Despite the current trend of video art and installations, the works of the landscape artist are still fancied by the general public because of their inherent quality of bringing the Nature within your home.
Landscape artists have been known to go to great lengths to paint pictures as realistically as they possible. In an effort to capture the same mountain in different weather conditions, the landscape artist, Paul Cezanne, painted the same mountain, Montagne Sainte Victoire, near his home in Aix-en-Provence, France, nearly eighty times. Monet depicted water by sitting in a rowing boat on the river.
As with mountains, so with sky and water, and landscape artists painted the sky and water as frequently as they did the mountains. The first European landscape artists to paint the sea were the Dutch painters Vermeer (1632-1675), and Rembrandt (1606-1669).
The blurring of the sea and the horizon that the English landscape artist, JMW Turner used in his paintings of stormy skies and seascapes gave the idea of abstract painting to the future artists.
Winslow Homer and Andrew Wyeth, both American landscape artists, captured light on water beautifully and earned accolades for their mastery on painting this aspect nature.

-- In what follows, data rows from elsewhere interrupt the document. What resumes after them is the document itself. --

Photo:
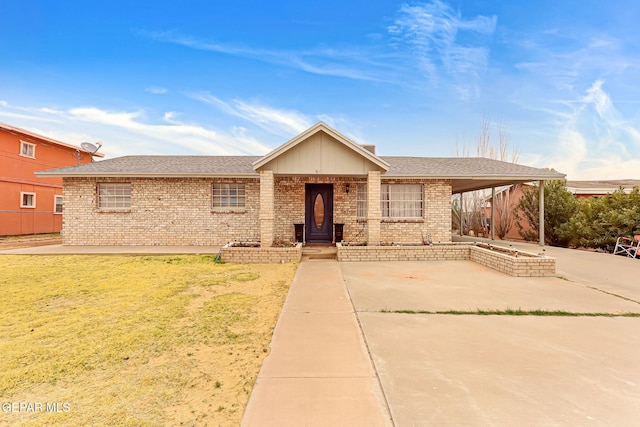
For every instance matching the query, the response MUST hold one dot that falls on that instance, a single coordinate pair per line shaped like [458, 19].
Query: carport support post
[374, 213]
[461, 215]
[541, 212]
[493, 211]
[266, 208]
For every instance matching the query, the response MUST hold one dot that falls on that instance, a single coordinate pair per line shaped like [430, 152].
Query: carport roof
[467, 174]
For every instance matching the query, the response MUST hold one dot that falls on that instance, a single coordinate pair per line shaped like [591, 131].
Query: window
[114, 196]
[228, 195]
[57, 204]
[361, 201]
[27, 150]
[401, 200]
[28, 200]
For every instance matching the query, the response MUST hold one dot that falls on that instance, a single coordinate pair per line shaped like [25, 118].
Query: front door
[318, 216]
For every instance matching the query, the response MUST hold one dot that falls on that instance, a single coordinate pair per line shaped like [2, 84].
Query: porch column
[267, 208]
[373, 208]
[541, 212]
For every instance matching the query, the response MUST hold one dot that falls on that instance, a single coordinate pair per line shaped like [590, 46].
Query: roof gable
[321, 150]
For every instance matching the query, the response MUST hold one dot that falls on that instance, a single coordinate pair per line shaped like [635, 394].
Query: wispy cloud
[346, 63]
[595, 140]
[274, 120]
[439, 39]
[130, 132]
[157, 90]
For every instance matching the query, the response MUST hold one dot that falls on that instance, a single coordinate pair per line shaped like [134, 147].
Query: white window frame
[29, 148]
[228, 195]
[361, 201]
[33, 199]
[114, 195]
[402, 201]
[55, 204]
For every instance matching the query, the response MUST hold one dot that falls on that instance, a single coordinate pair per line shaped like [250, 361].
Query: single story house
[317, 179]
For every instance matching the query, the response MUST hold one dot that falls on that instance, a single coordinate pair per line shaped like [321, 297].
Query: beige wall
[172, 211]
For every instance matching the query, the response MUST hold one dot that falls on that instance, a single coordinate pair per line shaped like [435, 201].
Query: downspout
[541, 212]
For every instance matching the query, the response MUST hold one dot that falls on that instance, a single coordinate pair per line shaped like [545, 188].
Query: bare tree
[477, 203]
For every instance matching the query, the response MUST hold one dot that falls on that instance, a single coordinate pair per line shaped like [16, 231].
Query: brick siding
[177, 211]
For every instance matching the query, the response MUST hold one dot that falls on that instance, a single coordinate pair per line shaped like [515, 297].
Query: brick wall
[261, 255]
[164, 211]
[523, 266]
[450, 252]
[177, 211]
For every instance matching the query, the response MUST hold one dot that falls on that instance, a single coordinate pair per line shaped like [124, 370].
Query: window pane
[228, 194]
[361, 200]
[401, 200]
[112, 196]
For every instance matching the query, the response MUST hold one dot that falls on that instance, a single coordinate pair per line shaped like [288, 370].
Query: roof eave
[333, 133]
[147, 175]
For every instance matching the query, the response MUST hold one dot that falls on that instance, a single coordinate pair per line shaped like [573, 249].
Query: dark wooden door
[318, 212]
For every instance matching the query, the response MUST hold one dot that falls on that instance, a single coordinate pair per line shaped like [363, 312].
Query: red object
[28, 203]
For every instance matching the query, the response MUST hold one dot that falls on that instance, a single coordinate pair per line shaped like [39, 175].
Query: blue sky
[413, 78]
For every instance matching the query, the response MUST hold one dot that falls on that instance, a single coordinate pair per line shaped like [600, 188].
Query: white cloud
[433, 31]
[595, 141]
[277, 121]
[157, 90]
[125, 132]
[347, 63]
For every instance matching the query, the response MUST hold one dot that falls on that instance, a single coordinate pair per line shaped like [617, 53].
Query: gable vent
[369, 147]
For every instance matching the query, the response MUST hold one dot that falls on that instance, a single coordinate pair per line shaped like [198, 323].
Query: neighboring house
[580, 189]
[584, 189]
[319, 178]
[30, 204]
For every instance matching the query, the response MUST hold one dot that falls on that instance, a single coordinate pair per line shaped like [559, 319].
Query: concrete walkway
[111, 250]
[319, 372]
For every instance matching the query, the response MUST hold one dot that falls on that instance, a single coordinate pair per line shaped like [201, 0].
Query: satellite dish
[89, 147]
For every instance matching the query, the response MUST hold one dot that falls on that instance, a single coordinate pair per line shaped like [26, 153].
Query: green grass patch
[111, 335]
[513, 312]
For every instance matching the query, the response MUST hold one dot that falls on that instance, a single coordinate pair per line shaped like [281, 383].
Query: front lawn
[132, 340]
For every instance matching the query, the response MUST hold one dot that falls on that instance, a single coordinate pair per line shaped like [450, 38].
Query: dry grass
[166, 340]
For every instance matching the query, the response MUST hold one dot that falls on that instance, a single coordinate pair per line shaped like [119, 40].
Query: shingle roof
[462, 167]
[467, 174]
[242, 165]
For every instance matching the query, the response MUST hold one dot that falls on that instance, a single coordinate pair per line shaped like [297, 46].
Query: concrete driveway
[470, 369]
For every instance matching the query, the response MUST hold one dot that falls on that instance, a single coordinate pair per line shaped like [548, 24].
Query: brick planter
[260, 255]
[524, 265]
[448, 252]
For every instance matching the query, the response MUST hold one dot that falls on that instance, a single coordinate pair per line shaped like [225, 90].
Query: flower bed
[253, 253]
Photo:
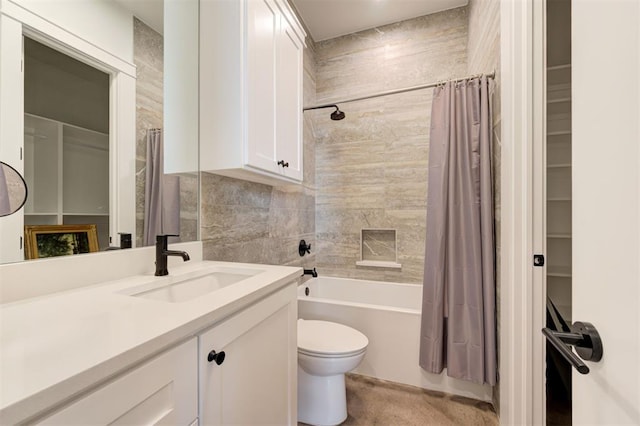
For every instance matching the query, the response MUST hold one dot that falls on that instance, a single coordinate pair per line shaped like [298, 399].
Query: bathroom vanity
[212, 343]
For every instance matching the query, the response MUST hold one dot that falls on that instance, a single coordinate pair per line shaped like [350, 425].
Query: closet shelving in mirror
[67, 170]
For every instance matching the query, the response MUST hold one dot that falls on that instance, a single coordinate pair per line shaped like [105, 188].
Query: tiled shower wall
[371, 167]
[148, 58]
[249, 222]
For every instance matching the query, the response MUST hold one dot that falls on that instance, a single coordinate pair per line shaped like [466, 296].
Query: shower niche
[379, 248]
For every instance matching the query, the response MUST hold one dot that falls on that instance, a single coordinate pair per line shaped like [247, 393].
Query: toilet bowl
[326, 351]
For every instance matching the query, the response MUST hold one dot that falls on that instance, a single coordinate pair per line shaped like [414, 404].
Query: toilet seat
[326, 339]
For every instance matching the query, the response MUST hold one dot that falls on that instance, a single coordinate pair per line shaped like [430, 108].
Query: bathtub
[389, 315]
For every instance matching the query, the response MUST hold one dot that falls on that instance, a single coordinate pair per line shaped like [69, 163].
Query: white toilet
[326, 351]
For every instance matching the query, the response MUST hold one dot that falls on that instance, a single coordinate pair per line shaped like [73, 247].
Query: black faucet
[311, 272]
[162, 253]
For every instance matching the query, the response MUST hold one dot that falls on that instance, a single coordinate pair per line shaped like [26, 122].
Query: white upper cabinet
[251, 90]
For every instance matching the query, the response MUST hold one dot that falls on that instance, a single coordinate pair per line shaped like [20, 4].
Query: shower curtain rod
[396, 91]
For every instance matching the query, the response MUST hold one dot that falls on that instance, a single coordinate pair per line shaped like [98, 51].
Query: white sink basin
[190, 286]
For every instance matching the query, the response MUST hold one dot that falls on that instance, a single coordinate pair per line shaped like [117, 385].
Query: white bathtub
[389, 315]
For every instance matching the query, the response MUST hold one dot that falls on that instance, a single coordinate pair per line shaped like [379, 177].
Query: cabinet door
[289, 101]
[160, 392]
[256, 382]
[262, 26]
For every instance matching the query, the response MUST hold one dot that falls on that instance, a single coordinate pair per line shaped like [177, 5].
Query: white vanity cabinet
[256, 382]
[251, 54]
[161, 391]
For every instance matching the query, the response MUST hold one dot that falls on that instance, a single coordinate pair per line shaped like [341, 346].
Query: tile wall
[371, 167]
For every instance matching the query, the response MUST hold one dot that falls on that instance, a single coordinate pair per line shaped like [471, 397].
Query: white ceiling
[327, 19]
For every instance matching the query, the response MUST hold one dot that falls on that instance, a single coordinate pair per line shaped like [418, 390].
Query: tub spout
[311, 272]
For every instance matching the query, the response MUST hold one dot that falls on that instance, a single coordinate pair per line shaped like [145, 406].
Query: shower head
[335, 115]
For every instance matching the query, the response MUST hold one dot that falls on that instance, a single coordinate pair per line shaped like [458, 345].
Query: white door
[606, 211]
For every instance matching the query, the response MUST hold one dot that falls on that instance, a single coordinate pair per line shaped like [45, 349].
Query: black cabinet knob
[218, 357]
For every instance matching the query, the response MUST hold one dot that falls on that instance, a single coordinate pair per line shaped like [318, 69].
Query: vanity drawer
[161, 391]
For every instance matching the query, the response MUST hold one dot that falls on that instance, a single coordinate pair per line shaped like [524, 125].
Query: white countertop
[54, 347]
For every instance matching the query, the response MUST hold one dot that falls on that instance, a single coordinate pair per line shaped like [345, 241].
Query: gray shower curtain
[161, 195]
[458, 308]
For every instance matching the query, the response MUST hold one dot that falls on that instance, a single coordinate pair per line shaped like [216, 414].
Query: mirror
[13, 190]
[136, 43]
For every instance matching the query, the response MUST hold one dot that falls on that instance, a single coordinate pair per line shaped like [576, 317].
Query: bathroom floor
[378, 402]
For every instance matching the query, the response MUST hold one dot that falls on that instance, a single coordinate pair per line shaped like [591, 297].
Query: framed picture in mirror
[59, 240]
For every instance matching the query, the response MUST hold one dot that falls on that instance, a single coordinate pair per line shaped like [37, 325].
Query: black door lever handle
[586, 340]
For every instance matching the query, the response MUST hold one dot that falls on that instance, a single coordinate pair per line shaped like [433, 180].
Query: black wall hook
[304, 248]
[586, 340]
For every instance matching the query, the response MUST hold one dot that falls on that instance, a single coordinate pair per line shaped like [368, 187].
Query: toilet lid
[329, 338]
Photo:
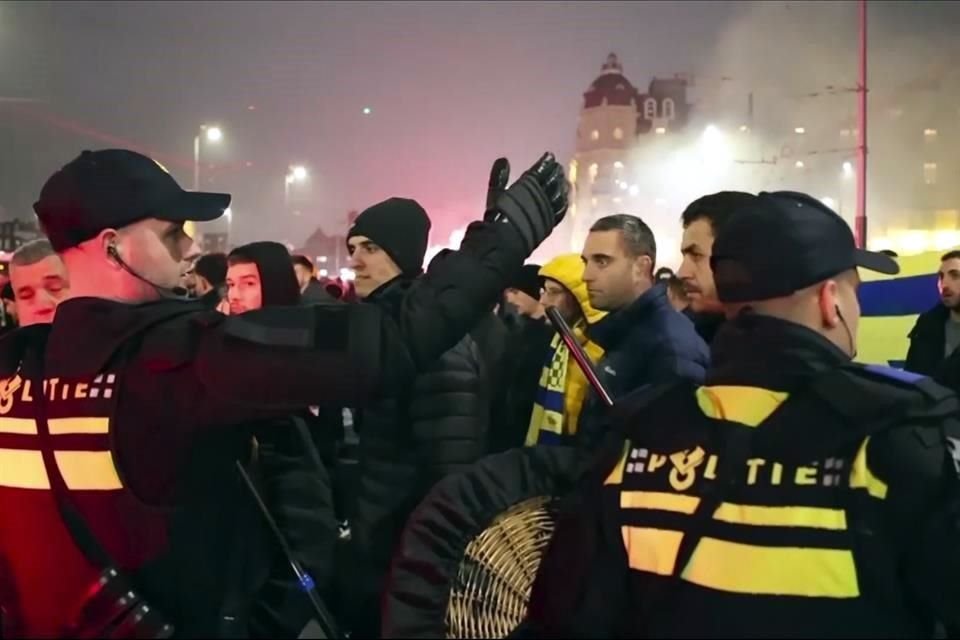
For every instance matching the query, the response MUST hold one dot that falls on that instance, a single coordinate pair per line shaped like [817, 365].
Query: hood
[278, 281]
[567, 269]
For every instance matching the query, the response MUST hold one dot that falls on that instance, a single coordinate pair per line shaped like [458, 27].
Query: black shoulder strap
[79, 530]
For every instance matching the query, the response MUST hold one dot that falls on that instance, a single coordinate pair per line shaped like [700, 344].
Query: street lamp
[212, 134]
[297, 173]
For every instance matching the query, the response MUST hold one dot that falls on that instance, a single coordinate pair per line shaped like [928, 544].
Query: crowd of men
[346, 412]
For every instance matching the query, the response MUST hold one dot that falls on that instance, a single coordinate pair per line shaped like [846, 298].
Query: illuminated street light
[297, 173]
[210, 134]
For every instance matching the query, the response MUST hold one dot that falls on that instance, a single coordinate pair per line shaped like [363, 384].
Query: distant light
[214, 134]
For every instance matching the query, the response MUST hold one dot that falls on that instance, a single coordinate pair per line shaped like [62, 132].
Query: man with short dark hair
[644, 339]
[936, 335]
[39, 281]
[797, 495]
[701, 221]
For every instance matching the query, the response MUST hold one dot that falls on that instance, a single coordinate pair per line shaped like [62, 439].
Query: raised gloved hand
[535, 203]
[499, 178]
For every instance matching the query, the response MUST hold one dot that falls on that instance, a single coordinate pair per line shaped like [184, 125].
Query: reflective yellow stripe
[22, 469]
[787, 571]
[23, 426]
[862, 478]
[651, 550]
[616, 476]
[62, 426]
[746, 405]
[813, 517]
[676, 502]
[88, 470]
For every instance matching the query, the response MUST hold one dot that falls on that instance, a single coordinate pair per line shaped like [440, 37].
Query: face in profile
[39, 288]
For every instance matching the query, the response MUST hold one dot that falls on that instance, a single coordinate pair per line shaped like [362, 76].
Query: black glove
[499, 177]
[535, 203]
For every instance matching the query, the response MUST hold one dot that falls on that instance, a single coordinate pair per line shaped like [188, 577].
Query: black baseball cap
[114, 188]
[781, 242]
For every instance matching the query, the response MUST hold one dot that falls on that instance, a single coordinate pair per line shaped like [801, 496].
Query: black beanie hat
[400, 227]
[528, 280]
[278, 280]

Jose Jimenez is becoming rapidly known as North Carolina’s up-and-coming landscape artist. Art lovers can find his oil paintings of Carolina landscapes in galleries from coast to coast of their scenic state. Featuring marshlands, mountain ranges, sunsets and more, Jimenez is dedicated to capturing the natural beauty of North Carolina. Jimenez’ versatility as an artist is reflected in his range of his landscape paintings. The timeless work of Jimenez can be found in several galleries across the state and in his personal commission paintings. In addition to landscapes, Jimenez honors the state of North Carolina by portraying important monuments of the Carolinas. One of his most notable accomplishments includes his painting of the Old Well, a historic monument located on the picturesque campus of the University of North Carolina at Chapel Hill – UNC.